Enterprise infrastructure as code using Bicep and Azure Container Registry

Azure Container Registry
Azure DevOps
Azure Kubernetes Service (AKS)
Azure Resource Manager
Azure Policy

Modularizing the management of your Azure Resource Manager templates (ARM templates) enables you to reduce repetition, model best practices in infrastructure development, and have consistent standard deployments.

An example use case for implementing this kind of modularization is deployment of virtual machines (VMs) by using the metaphor of t-shirt sizes. Suppose you have deployed dozens or hundreds of VMs. Those deployments use version 1.0.0 of your templates and have a standard medium size of an older series. To transition to a new series might require a brief outage of service if you simply deployed new templates. However, by building version 1.5.0 and using modularization, you can deploy new infrastructure with the updated standard while keeping the old infrastructure in a deployable state. By having old versions of the infrastructure available, your product and application teams have a known good configuration to rely on while upgrading to the new version as they have time.
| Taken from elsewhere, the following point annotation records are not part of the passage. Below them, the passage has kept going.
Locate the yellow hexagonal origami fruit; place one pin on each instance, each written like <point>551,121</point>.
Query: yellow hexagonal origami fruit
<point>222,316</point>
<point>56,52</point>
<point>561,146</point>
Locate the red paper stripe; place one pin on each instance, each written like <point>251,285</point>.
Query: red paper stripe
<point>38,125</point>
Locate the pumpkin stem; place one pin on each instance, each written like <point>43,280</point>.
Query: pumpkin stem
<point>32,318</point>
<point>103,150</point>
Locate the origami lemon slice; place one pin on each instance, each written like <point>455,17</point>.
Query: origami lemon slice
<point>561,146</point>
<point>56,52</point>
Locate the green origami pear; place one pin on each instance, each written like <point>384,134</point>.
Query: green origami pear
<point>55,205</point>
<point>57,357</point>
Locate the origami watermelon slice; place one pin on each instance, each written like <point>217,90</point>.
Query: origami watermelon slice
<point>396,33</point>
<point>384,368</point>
The layer cake of repositories: An example for enterprises

When it comes to why you might want to have a strong preference for where your templates go, how they're updated, and so on, there are two primary considerations: branching and innersourcing.

  • Branching. This example scenario facilitates git branching models that support Gitflow and GitHub flow. For more information about Gitflow, see Using git-flow to automate your git branching workflow, a blog post by Jeff Kreeftmeijer. For more information about GitHub flow, see GitHub flow in the GitHub documentation.
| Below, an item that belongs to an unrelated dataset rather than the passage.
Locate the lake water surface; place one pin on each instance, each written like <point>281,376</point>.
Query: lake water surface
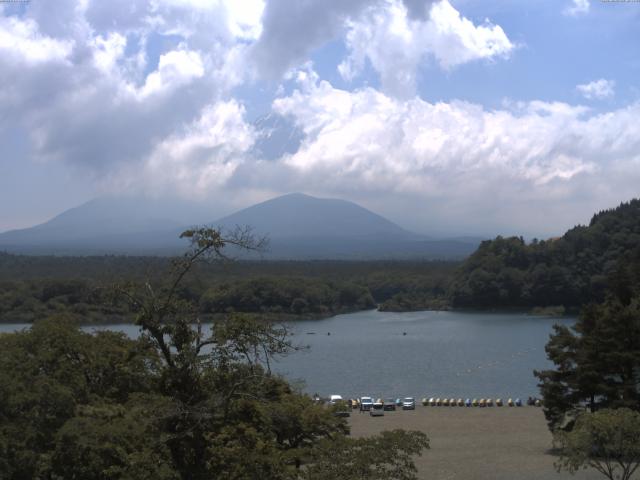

  • Innersourcing. The second is innersourcing, which brings the collaborative practices of open-source software development to in-house development. In such a scenario, you can more confidently share different templates and module source code without necessarily needing to worry about permissions for the deployment models themselves. For more information about innersource development, see An introduction to innersource on GitHub,

Bicep is a declarative language for deploying Azure resources. Bicep's reusable code can use Azure Container Registry as a private registry for hosting versioned ARM templates. By using Container Registry this way, your enterprise can have a process of continuous integration and continuous delivery (CI/CD) for infrastructure. You can run integration and unit tests as part of the CI process, and the container registry can receive modules after they're successfully built. App teams can continue to use older versions until they're ready to upgrade, or they can update to take advantage of features in the newer versions of templates.

In addition to this use of Container Registry, you can combine this model with something like the Azure Verified Modules. Your implementation could consume from the public registry, or preferably, monitor the public repositories and pull changes into your private registry for further use. Pulling changes into your own container registry allows you to run tests against public modules while ensuring that they aren't used in production until quality and security practices are incorporated.

Layers

The model that's proposed in this example scenario is one that stacks. Layers nearer the top of the stack have more frequent deployments and deployments that are more bespoke. Bicep code provides consistent deployments. Development teams, working in the layers for their contributions, build from the services and infrastructure that are provided in the layers below. Nothing in a lower layer should rely on resources in a layer above. From layer 0 to 3 are global library, global infrastructure (globally shared services), product platform (shared services), and applications.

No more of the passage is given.